Recycled aggregate materials offer superior compaction, better yield and greater durability over virgin (quarry or pit) aggregate bases. The use of recycled aggregates are typically authorized by State Transportation Departments for use in roadbeds and drainage projects.
To do this, contractors need specialized equipment that they either rent or own. For smaller projects, a crushing attachment or small portable crusher can be useful for turning concrete into usable aggregate.
For larger jobs, mobile crushing units are ideal. The stand-out feature of the mobile crusher or tracked impactor for recycling applications, is its mobility, combined with high productivity per hour. Units are fully self-contained on their tracked undercarriage and can easily be driven off a trailer by one operator and quickly put to work, with excellent capability for moving directly to materials. Some models are even capable of tracking (moving about on their tracks) while crushing.
Every time material is moved around or off the jobsite, labor and expenses are involved. Mobile crushers bring the machine to the job site, right to the pile and allow for efficient material processing.
Crushers: Rent vs. Own
When it comes to investing in crushing equipment, buying versus renting can offer distinct trade-offs. Buying crushing equipment usually requires a larger investment than renting; however, financing options are able to ease the acquisition. Renting can allow for a smaller initial investment; but depending on the job length and frequency of use, rental costs could add up over time.

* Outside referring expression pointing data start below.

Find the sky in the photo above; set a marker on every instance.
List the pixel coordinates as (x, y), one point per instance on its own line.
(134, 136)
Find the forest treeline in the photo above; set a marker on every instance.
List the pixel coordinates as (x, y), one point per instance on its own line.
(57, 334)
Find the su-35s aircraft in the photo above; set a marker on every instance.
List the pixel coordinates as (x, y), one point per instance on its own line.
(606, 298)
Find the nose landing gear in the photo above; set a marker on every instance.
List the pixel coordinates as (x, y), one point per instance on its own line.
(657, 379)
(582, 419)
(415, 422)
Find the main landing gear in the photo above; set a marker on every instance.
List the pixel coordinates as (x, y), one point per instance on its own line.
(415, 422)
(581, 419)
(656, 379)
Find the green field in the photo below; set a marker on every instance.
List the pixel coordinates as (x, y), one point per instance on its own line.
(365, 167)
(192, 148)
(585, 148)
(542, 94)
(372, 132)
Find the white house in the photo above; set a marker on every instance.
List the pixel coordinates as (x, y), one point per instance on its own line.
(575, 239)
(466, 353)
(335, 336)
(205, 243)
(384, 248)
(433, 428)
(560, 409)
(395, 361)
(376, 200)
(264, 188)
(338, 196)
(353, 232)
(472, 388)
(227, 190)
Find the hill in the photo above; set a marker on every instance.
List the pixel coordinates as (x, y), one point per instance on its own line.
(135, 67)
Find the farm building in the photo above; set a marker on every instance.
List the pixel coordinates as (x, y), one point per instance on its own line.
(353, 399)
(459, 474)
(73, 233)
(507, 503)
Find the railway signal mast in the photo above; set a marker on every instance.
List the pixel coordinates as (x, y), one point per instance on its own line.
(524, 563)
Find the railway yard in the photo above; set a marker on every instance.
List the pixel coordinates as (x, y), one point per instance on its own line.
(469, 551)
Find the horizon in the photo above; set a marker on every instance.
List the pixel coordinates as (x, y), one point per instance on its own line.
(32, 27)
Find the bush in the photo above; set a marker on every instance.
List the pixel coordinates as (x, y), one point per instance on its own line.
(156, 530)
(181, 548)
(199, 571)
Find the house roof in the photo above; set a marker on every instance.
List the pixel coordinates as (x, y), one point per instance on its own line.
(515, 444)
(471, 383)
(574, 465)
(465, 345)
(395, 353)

Larger volumes of material will require a dedicated crusher, which is not only a large capital investment, but a heavy time commitment as well.
Crushers require a substantial amount of room. When you fold out a screen plant and set up a jaw crusher, the equipment is not small so you need to plan for that on project sites. You need room for the stockpiles as well.
Large crushers also require support equipment like a dozer or another excavator to feed the crusher and take away the recycled material to the stockpile.
Operating and maintenance costs also add up over time. Your crew will need to be trained on how to use the equipment and how to troubleshoot the machine in case of a breakdown. For many reasons, renting this equipment or hiring a specialized crushing subcontractor may be beneficial. If you employ well-trained team members, buying and maintaining crusher equipment may be no more costly than renting regularly serviced equipment. However, the unexpected happens, employing team members on site could resolve unexpected more quickly than waiting on service from your rental partner.
Carefully consider the economics before committing to on-site crushing. Justifying this expense requires that you have sufficient material to crush. Many say having a crusher on-site is not worth the expense unless there is 3,000 tons of material or more. Ultimately, it will come down to how much you will use the equipment and if you can keep it busy.